There is a common trading strategy in forex trading - covering a short position.
Covering a short position refers to the "passive" buying behavior in order to reduce the holding cost when the wrong time to buy falls.
It can be said that covering is the most common passive response strategy after most investors are locked up, although this operation strategy itself is not the best way, but it is the most appropriate method in some specific circumstances.
Technically speaking, there is only one situation in which you can cover a short position. That is, within their own established operating period, the varieties bought are losses in the process of rising trend, in order to cover positions! Cover under any other conditions, will only sink deeper and deeper to expand the loss, the right way, is to stop the loss in time!
But in reality, because of disposal efficiency (disposal effect refers to the phenomenon of investors selling a winning stock too early and holding a losing stock for a long time), most investors may be easy to stop profits but difficult to stop losses.
Therefore, the common problem encountered by investors may be that after being set, in the hesitation step by step, it has been from the shallow set to the deep set, and the meat is no longer advisable. So what are the techniques for covering positions in this situation?
1. Do not cover positions before the trend has stabilized. When the market is low and continues to fall can not cover positions, there is no clear rebound signal will continue to fall. Covering positions is generally selected when the market is relatively low or when the signal is obviously flipped. At this time, the room for rising is large, the possibility of continuing to fall is small, and the risk-return ratio is suitable for covering positions.
2, the trend of weak do not fill. Some varieties, the market rises it will fall against the trend, and the market falls more sharply, then this type of variety is obviously weak, there is no financial attention, there is no need to cover positions. So choose a relatively strong variety to cover positions.
3, must remember, must grasp the opportunity to supplement, only make up once, can not fall more and more make up, into revenge trading.

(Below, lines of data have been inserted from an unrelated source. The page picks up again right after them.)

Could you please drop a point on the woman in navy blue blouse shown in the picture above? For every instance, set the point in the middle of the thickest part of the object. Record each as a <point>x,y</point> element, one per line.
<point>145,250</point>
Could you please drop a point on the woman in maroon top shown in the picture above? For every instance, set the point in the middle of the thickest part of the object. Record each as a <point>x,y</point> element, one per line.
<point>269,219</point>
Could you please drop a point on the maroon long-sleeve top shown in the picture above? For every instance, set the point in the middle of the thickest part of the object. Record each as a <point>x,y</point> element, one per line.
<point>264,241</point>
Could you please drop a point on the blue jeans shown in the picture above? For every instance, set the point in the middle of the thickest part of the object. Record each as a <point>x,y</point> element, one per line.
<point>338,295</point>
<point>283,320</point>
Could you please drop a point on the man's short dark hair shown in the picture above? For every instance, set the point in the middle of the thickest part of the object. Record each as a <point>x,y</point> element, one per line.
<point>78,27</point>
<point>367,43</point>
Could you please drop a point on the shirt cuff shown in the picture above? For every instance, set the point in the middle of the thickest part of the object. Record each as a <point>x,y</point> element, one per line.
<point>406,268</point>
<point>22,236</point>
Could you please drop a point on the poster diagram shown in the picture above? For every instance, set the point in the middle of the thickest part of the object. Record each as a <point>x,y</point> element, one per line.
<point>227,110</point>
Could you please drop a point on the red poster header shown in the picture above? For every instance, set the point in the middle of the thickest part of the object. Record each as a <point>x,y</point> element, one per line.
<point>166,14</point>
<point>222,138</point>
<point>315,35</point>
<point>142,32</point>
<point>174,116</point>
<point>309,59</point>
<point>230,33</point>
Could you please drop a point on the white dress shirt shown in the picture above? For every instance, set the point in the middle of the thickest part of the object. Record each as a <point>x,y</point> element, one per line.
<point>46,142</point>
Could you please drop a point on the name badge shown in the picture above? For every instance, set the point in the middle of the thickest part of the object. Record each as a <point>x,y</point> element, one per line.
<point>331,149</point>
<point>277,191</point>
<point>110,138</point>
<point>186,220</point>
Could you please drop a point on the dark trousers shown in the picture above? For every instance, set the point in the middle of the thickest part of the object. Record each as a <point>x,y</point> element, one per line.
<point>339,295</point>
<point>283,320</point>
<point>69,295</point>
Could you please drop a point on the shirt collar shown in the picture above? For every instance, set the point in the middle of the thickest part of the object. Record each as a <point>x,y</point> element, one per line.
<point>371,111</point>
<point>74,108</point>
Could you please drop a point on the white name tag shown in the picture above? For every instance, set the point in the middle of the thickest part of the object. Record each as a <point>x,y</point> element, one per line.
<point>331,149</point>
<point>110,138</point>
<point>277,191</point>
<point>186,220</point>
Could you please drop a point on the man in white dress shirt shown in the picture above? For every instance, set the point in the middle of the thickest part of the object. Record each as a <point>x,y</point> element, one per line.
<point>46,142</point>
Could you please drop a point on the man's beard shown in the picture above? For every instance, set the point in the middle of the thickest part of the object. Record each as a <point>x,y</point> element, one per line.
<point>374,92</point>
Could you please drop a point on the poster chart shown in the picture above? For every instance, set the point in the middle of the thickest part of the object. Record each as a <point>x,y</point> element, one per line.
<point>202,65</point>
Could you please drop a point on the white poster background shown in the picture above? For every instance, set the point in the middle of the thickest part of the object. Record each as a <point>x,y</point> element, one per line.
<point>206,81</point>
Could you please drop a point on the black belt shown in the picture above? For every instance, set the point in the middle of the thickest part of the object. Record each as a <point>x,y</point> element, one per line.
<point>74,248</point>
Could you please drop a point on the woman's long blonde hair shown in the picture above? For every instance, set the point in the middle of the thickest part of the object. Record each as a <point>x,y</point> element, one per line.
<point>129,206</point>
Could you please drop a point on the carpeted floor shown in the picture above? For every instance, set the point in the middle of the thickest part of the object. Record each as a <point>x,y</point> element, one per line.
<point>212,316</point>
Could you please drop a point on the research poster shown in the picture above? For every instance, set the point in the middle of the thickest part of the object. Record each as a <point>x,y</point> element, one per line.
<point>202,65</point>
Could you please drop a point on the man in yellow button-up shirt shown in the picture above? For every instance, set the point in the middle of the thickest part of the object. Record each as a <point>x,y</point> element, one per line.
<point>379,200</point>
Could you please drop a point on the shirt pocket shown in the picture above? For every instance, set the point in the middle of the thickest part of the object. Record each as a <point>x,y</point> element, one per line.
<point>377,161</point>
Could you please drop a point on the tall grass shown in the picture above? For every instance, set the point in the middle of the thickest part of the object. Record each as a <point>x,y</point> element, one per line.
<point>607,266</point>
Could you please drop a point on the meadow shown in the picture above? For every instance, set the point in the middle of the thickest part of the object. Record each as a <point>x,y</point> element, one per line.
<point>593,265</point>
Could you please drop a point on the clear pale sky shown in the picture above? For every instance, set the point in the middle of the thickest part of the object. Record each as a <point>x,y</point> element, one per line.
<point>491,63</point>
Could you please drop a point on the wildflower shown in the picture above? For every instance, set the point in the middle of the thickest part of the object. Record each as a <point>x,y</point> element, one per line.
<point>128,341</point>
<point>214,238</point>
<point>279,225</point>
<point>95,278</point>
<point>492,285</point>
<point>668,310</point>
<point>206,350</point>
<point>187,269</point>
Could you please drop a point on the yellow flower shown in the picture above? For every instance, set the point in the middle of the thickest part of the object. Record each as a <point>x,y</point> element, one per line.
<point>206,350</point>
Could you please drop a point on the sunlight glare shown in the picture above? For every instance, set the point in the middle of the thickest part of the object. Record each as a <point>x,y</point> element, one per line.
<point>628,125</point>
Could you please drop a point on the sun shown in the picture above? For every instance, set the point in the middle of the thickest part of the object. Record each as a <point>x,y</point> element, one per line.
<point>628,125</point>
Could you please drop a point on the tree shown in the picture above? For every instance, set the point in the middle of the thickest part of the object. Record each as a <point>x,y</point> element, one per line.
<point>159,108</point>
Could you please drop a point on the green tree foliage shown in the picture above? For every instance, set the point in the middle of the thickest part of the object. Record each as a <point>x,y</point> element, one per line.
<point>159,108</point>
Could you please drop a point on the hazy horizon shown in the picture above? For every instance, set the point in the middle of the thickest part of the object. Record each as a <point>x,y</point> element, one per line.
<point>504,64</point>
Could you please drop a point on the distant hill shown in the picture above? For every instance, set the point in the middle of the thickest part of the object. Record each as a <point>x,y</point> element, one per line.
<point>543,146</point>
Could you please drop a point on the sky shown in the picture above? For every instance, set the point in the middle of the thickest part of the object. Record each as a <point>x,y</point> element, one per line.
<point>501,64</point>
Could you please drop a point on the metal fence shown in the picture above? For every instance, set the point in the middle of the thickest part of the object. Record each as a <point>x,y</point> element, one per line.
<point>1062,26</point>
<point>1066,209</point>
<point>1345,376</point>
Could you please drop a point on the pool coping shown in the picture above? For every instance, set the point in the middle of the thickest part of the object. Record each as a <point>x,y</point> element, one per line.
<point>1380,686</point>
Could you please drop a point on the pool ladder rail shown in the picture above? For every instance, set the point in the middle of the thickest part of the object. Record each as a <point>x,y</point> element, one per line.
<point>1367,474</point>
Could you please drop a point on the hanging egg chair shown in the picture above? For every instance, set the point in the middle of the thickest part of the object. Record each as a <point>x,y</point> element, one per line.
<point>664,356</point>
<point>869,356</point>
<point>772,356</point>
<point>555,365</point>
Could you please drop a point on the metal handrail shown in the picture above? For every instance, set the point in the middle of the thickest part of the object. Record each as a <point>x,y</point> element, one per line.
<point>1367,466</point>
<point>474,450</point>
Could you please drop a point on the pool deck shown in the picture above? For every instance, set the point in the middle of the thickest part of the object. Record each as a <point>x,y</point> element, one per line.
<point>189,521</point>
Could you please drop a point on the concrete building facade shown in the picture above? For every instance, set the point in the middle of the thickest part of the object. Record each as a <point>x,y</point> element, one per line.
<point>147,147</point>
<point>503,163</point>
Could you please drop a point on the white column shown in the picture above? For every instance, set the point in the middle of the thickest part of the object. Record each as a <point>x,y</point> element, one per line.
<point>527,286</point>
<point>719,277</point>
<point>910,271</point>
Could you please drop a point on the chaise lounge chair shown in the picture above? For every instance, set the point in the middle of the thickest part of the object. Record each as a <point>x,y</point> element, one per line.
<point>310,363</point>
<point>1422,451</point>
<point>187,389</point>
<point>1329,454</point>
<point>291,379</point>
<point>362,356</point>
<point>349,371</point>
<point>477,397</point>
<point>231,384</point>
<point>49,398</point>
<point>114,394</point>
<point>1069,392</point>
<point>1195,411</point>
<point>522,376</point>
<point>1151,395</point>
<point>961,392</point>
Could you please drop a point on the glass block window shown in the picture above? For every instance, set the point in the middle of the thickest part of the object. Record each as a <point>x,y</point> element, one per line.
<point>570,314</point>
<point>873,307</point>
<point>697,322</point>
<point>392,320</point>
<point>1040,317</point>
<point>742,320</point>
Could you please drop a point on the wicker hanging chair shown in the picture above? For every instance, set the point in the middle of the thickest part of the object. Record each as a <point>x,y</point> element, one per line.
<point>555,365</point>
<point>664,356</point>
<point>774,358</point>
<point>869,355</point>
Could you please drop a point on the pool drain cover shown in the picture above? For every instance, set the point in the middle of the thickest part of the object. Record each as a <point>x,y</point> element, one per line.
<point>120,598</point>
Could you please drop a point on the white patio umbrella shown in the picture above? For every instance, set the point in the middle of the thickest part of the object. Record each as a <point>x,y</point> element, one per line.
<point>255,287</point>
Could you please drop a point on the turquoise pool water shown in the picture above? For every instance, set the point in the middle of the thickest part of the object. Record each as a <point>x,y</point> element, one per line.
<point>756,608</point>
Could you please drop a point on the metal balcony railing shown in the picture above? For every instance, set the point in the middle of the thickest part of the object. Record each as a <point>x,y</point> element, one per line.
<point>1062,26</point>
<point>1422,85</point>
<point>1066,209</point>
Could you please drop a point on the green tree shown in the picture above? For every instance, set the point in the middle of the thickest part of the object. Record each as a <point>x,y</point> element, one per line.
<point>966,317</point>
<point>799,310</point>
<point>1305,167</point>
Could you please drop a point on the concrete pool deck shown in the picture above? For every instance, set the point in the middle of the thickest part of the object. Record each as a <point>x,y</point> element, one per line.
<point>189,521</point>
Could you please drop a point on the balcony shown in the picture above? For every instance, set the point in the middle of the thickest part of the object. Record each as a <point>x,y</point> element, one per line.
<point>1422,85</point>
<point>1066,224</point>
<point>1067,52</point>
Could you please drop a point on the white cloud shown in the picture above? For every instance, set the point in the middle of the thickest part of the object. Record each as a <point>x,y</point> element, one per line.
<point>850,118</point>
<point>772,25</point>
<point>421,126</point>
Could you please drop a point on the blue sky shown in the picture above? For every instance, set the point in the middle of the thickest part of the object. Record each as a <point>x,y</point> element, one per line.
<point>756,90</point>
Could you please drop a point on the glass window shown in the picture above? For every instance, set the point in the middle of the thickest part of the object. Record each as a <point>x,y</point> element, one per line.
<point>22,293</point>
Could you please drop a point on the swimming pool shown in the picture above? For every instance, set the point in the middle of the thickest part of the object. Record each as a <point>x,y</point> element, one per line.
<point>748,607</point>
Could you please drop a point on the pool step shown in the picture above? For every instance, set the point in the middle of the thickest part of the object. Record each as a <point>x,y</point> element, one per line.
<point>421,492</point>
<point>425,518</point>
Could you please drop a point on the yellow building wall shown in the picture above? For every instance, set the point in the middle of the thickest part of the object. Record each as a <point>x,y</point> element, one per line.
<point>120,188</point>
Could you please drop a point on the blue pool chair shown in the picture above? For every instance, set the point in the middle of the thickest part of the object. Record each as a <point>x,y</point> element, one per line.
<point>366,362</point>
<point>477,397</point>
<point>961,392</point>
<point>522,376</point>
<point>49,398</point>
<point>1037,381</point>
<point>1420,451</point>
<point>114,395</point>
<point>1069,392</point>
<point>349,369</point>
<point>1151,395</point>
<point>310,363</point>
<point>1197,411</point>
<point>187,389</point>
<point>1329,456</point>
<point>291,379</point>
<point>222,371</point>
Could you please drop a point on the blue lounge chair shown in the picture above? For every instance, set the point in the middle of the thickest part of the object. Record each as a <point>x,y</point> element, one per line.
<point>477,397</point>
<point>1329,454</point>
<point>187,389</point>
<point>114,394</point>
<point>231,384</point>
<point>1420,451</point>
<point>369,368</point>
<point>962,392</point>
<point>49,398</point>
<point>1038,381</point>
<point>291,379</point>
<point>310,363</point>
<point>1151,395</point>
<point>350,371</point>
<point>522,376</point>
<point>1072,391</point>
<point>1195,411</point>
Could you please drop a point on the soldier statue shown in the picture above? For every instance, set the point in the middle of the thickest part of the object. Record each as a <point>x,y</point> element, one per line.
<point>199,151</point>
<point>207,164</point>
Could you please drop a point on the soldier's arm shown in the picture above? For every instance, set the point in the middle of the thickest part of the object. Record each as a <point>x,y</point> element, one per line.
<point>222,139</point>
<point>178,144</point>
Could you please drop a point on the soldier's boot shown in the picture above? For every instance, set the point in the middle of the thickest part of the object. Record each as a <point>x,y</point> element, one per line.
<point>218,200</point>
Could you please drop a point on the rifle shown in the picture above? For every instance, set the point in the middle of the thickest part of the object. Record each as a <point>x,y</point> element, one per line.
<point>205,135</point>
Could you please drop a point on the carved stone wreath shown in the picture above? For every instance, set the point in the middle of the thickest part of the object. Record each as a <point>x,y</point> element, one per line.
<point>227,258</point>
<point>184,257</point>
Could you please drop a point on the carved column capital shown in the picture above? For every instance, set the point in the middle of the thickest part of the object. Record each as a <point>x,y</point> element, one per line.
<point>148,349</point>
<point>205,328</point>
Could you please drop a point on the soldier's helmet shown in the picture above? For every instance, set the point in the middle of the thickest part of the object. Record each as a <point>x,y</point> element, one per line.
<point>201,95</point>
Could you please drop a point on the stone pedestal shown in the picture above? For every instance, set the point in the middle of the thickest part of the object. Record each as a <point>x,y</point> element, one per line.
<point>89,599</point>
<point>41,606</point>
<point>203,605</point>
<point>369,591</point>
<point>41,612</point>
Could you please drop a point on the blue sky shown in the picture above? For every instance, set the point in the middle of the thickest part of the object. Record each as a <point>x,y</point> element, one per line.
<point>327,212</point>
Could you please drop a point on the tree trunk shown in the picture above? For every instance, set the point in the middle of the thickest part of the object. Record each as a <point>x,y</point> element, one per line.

Why is it best to control only one cover, because on the one hand, our funds are limited, on the other hand, covering is originally a make up for our wrong judgment on the timing of buying, so the moment we are determined to cover is an opportunity for our redemption, but we must not blindly continue to cover mistakes.
All in all, we have to understand that the reason for covering positions is also to make money, if you do not have a greater grasp of the profit of the transaction, you can not cover positions in order to cover positions. After all, if you want to make stable profits, it must be a small loss, plus large and small profits, accumulated many times, must not cause a large loss because of a small transaction due to multiple cover positions.
There will always be profits and losses to make transactions, and behind the profits and losses, how to stick to their own hearts and strictly implement their own trading system is the king of money!